Depuis 1960 - j'avais 17 ans - j'ai participé très activement au débat politique, tant au Québec que sur la scène fédérale. Le Canada moderne, je l'ai vu s'aménager. Le Québec d'aujourd'hui, j'ai contribué à le façonner, comme tous les autres de ma génération. Cette génération et ses enfants ont des droits chèrement acquis qui sont sérieusement menacés.
J'avoue n'avoir jamais été membre d'un parti indépendantiste. Ce qui ne m'a jamais donné de complexes envers les vrais nationalistes québécois purs et durs qui réussissaient à faire paraître infidèles ou infâmes leurs leaders les plus respectables, lorsque les impératifs pratiques du pouvoir ou la réalité électorale les obligeaient à mettre l'option idéale en veilleuse.
Aujourd'hui, c'est parce que ma passion du Québec est toujours aussi intense et que ma fidélité au Canada a toujours été conditionnée par l'intérêt cardinal du Québec que ma perspective de l'avenir se modifie radicalement.
Mon Québec ne se reconnaît plus dans le Canada de Stephen Harper. Je ne veux pas être partie prenante, personnellement, de la société que le gouvernement fédéral actuel nous concocte.
Stephen Harper est en voie de me convaincre que je n'ai plus rien à foutre du Canada qu'il est en voie de créer en le «réformant». Le Parti conservateur actuel n'a plus rien de progressiste.

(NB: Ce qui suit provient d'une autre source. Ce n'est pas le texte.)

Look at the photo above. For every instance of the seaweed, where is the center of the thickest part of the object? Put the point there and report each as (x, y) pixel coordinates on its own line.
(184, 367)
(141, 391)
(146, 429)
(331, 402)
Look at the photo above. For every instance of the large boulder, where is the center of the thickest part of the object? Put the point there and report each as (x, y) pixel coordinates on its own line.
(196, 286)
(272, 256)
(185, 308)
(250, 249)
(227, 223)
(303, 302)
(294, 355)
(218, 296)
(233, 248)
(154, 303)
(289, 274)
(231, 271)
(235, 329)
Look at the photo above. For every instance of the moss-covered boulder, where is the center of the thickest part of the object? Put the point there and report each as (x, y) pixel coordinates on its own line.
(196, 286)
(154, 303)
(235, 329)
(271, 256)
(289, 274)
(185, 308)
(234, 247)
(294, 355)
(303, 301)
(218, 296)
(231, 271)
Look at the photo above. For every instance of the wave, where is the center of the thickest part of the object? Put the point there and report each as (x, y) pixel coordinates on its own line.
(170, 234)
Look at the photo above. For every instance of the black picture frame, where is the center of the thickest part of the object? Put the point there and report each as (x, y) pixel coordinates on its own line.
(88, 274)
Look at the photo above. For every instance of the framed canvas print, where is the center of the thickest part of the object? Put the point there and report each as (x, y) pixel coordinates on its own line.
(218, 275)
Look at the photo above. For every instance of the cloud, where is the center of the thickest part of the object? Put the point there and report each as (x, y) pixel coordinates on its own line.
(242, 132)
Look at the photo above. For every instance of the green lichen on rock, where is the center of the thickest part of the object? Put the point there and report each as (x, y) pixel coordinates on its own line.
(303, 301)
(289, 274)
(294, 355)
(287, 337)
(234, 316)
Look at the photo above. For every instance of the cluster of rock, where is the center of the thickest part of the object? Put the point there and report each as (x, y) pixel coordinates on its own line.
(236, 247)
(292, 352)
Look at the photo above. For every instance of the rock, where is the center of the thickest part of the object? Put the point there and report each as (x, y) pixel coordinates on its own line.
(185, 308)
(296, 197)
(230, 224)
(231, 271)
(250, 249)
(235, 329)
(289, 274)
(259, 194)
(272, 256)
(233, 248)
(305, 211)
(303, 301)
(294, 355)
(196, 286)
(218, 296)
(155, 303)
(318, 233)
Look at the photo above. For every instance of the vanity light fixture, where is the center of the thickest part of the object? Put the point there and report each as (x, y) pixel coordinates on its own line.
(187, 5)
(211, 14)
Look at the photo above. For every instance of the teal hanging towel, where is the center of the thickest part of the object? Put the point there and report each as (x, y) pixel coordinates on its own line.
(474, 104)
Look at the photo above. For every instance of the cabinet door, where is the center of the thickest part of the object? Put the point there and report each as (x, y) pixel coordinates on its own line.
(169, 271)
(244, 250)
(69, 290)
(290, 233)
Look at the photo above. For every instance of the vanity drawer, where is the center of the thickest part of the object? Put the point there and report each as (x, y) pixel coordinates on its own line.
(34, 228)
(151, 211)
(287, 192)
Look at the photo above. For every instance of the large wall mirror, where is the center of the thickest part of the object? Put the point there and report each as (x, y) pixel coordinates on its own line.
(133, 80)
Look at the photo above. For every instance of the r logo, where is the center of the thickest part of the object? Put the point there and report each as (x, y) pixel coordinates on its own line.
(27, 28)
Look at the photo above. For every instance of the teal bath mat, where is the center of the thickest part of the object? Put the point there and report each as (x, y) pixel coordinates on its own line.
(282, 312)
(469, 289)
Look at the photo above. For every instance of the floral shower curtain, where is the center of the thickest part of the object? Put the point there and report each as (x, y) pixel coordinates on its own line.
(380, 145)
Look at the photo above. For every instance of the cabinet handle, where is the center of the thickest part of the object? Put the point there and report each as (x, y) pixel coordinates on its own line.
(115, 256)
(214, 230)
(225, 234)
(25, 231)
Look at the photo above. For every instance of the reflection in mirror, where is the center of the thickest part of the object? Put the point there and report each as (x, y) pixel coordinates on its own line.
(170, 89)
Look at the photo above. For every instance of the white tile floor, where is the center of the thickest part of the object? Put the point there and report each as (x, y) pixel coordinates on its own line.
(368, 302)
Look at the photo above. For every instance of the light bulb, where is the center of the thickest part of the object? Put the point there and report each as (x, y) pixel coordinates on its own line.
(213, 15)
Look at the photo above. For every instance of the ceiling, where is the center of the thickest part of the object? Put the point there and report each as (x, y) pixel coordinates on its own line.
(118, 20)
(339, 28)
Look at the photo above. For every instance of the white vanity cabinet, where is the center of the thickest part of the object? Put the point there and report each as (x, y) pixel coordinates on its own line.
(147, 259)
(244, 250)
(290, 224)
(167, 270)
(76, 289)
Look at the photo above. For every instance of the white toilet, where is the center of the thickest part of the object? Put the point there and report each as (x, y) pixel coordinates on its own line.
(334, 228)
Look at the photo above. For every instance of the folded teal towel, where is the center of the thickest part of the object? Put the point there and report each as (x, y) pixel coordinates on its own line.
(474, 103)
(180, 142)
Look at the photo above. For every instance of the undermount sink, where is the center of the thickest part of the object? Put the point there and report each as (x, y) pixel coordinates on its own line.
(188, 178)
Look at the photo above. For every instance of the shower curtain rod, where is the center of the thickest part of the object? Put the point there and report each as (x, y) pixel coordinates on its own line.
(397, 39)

La grande question est de savoir si c'est Stephen Harper qui réussira là où René Lévesque et Jacques Parizeau ont échoué. Le virage à l'extrême droite du Canada, que nous vivons à notre corps défendant, provoquera-t-il la séparation du Québec?

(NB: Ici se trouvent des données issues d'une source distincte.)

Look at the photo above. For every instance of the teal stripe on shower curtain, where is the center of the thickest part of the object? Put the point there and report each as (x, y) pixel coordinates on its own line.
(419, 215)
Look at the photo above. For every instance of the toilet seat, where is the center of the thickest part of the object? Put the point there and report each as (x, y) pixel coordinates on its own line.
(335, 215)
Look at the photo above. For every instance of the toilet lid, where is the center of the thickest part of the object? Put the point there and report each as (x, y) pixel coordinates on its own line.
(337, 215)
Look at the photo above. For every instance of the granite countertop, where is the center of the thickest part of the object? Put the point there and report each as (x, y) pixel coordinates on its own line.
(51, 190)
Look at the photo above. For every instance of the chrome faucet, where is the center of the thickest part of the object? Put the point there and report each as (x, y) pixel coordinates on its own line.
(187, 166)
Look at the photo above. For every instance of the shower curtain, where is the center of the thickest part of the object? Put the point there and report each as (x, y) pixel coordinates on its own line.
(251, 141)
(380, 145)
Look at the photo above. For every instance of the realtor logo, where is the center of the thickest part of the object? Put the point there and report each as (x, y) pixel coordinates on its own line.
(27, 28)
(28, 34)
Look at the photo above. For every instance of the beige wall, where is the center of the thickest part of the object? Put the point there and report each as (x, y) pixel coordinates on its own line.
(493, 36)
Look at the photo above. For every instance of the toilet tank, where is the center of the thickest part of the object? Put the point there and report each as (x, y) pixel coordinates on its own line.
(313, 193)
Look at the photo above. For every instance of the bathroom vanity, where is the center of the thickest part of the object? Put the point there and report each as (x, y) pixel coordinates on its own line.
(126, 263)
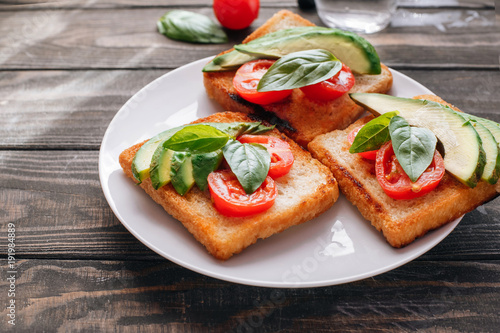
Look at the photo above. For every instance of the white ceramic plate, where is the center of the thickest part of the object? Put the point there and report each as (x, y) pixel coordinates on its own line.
(339, 246)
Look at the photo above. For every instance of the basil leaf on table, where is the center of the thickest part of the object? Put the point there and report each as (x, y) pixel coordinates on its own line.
(190, 27)
(197, 139)
(299, 69)
(373, 134)
(249, 162)
(413, 146)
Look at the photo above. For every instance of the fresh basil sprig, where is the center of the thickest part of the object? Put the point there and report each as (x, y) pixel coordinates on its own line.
(190, 27)
(373, 134)
(299, 69)
(413, 146)
(197, 139)
(249, 162)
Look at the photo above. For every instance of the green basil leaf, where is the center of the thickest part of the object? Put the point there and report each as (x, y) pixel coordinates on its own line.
(249, 162)
(197, 139)
(299, 69)
(190, 27)
(413, 146)
(373, 134)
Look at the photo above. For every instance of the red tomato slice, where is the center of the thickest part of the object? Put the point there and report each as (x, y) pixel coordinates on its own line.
(281, 155)
(247, 78)
(230, 199)
(396, 183)
(332, 88)
(369, 155)
(236, 14)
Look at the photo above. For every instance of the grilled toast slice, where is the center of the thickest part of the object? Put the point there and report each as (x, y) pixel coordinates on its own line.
(308, 190)
(401, 221)
(298, 117)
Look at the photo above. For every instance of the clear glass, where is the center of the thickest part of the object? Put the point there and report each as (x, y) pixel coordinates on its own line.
(365, 16)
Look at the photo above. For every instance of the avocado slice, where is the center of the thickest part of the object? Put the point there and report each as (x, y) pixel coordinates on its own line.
(160, 170)
(350, 48)
(494, 129)
(181, 172)
(203, 165)
(142, 158)
(491, 170)
(464, 156)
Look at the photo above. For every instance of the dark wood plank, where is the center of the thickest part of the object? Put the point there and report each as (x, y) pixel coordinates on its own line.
(58, 295)
(69, 4)
(73, 4)
(72, 39)
(54, 198)
(72, 109)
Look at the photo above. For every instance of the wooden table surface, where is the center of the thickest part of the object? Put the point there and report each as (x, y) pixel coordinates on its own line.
(66, 68)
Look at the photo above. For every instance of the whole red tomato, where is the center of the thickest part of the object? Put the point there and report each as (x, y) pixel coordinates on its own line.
(236, 14)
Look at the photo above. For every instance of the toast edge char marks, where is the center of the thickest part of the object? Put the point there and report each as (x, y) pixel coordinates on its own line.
(298, 201)
(300, 118)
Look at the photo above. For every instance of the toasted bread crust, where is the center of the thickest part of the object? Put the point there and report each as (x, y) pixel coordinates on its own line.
(298, 201)
(299, 117)
(401, 221)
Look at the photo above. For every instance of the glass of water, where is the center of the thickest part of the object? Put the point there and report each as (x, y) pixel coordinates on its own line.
(365, 16)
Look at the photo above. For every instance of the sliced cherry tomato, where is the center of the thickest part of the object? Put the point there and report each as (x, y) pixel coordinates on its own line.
(236, 14)
(369, 155)
(230, 199)
(332, 88)
(247, 78)
(396, 183)
(281, 155)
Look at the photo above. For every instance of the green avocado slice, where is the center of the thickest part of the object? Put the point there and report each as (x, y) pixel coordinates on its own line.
(160, 170)
(182, 172)
(350, 48)
(464, 155)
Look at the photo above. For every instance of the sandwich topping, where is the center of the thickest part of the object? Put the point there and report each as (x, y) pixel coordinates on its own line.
(404, 144)
(318, 73)
(407, 163)
(193, 154)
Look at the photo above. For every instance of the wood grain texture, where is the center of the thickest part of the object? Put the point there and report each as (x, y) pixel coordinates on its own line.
(66, 68)
(159, 296)
(55, 200)
(127, 38)
(98, 4)
(72, 109)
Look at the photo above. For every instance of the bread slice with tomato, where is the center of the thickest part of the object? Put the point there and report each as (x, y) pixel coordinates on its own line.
(397, 208)
(300, 117)
(306, 191)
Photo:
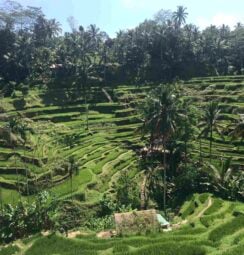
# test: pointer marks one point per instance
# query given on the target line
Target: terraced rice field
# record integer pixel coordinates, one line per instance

La moralité de M. Harper n'est pas la mienne. J'abhorre généralement ce qu'il adore. Mais personne ne pourra rien pour empêcher ce gouvernement d'imposer ses valeurs à une majorité populaire qui dénoncera mollement les abus à la pièce, une opposition officielle inexpérimentée et un Parti libéral exténué et détesté. Une majorité qui sera néanmoins d'une totale inefficacité pour contrer le projet. La certitude d'accomplir l'oeuvre de Dieu justifiera moralement ses soldats de sacrifier nos libertés et nos droits aux impératifs du grand dessein.
Les yeux grand fermés, nous assisterons à un retour à l'État répressif, sans distinction ni compassion, ni rémission possible. La vénération du grand capital sera érigée en dogme et le mépris des déshérités deviendra un fâcheux dommage collatéral.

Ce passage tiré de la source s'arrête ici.